Four days after Carrie’s admission, on September 20, when the duty doctor came back from bank holiday leave, he “introduced” himself. The brief introductory meeting amounted, according to the medical notes, to an assessment of mum’s mental state. Thirteen minutes after he recorded the introduction, mum was discharged.

The discharge notes read: “Mrs Hayton utilised her leave well and did not present with any suicidal thoughts. It was felt the inpatient environment would be detrimental to her grieving process and her risks could be managed with home treatment and community team support.” That the risks were not able to be managed with home treatment is obvious by the fatal outcome.

The review recommends a clear solution: “Acute Inpatient Operational Policy must take place to ensure clear provision for what should happen when a rapid discharge occurs.” In Carrie’s case, there was no evidence of a policy or process being followed.
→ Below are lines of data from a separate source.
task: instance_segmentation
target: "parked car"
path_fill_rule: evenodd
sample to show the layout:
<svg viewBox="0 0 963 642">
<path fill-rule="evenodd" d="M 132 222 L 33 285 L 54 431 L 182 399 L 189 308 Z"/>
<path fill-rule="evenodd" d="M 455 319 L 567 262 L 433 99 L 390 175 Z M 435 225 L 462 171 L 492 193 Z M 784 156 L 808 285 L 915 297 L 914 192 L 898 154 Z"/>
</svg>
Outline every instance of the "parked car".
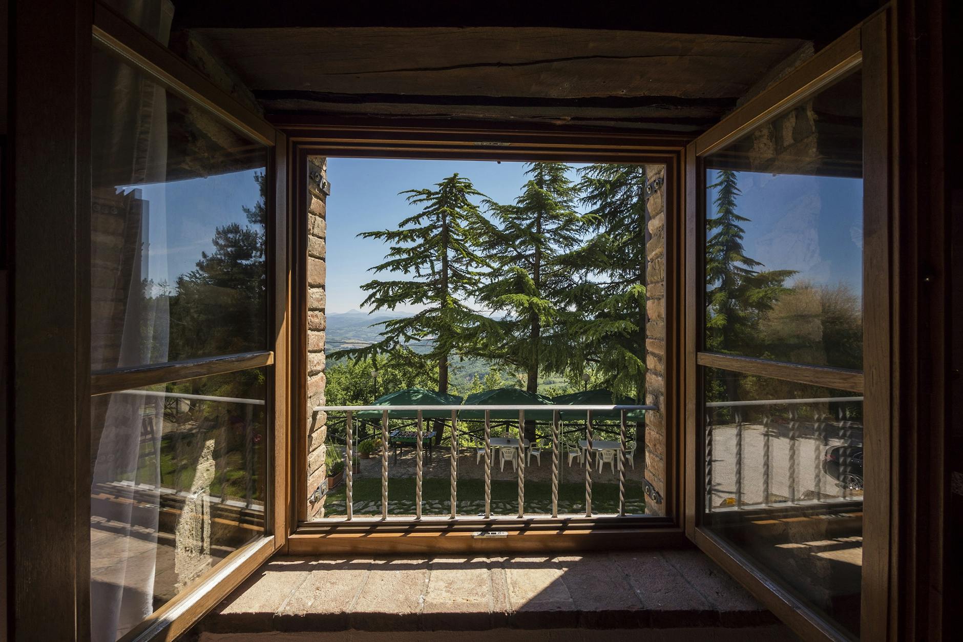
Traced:
<svg viewBox="0 0 963 642">
<path fill-rule="evenodd" d="M 840 488 L 862 491 L 863 446 L 829 446 L 822 459 L 822 470 L 838 481 Z"/>
</svg>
At the conclusion of an inquest a coroner can issue a Regulation 28 Prevention of Future Deaths report, or PFD, to an organisation or individual, outlining actions which could be taken by them to prevent future similar deaths.

An average of 500 PFD reports are issued every year but it is ultimately up to an individual coroner to decide whether they issue one. The facts of Carrie’s case and the serious incident investigator’s submission, would, you might assume, lead to the coroner thinking that a PFD should and could be issued with simple recommendations. But the coroner overseeing the inquest in Dorset, chose not to issue a PFD.